Vaccinate Your Baby

Human Papillomavirus (HPV)

Approximately 20 million Americans are currently infected with HPV, and another 6.2 million people become newly infected each year. At least 50 percent of sexually active men and women acquire genital HPV infection at some point in their lives.

A 2003 study showed that by 9th grade roughly 28 percent of females and 38 percent of males have had sexual intercourse. That same study showed that by 12th grade those percentages increase to over 63 percent for both males and females. This is why it is so important to vaccinate adolescents with the HPV vaccine. Parents need to remember that even if their daughter refrains from sexual contact until married, there is a good possibility that the man that she marries has not, and could pass on HPV to his new bride.

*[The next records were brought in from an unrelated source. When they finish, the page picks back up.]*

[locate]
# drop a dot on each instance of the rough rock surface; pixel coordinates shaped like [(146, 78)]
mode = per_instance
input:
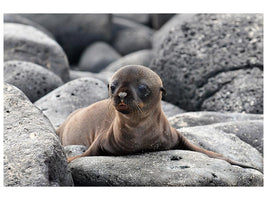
[(165, 168), (33, 80), (97, 56), (158, 20), (248, 127), (74, 32), (15, 18), (201, 59), (58, 104), (26, 43), (104, 76), (129, 36), (221, 140), (139, 18), (33, 155), (143, 57), (202, 118), (128, 41), (170, 110)]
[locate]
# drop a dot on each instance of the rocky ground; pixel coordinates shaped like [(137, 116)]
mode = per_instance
[(211, 66)]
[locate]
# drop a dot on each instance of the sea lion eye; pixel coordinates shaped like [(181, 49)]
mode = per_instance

In most cases, the body fights off HPV naturally meaning that infected cervical cells revert back to normal. Sometimes, low-risk types of HPV can cause visible changes that take the form of genital warts; if a high-risk HPV infection is not cleared by the immune system, it can linger for many years and turn abnormal cells into cancer over time. About 10 percent of women with high-risk HPV on their cervix will develop long-lasting HPV infections that put them at risk for cervical cancer. Similarly, when high-risk HPV lingers and infects the cells of the penis, anus, vulva, or vagina it can cause cancer in those areas. But these cancers are much less common than cervical cancer.

Genital HPV is passed on through genital contact, most often during vaginal and anal sex. A person can have HPV even if years have passed since he or she has had sex. Most infected persons do not realize they are infected or that they are passing the virus to their partner. Very rarely, a pregnant woman with genital HPV can pass HPV to her baby during vaginal delivery. In these cases, the child may develop warts in the throat or voice box - a deadly and incurable condition called recurrent respiratory papillomatosis (RRP).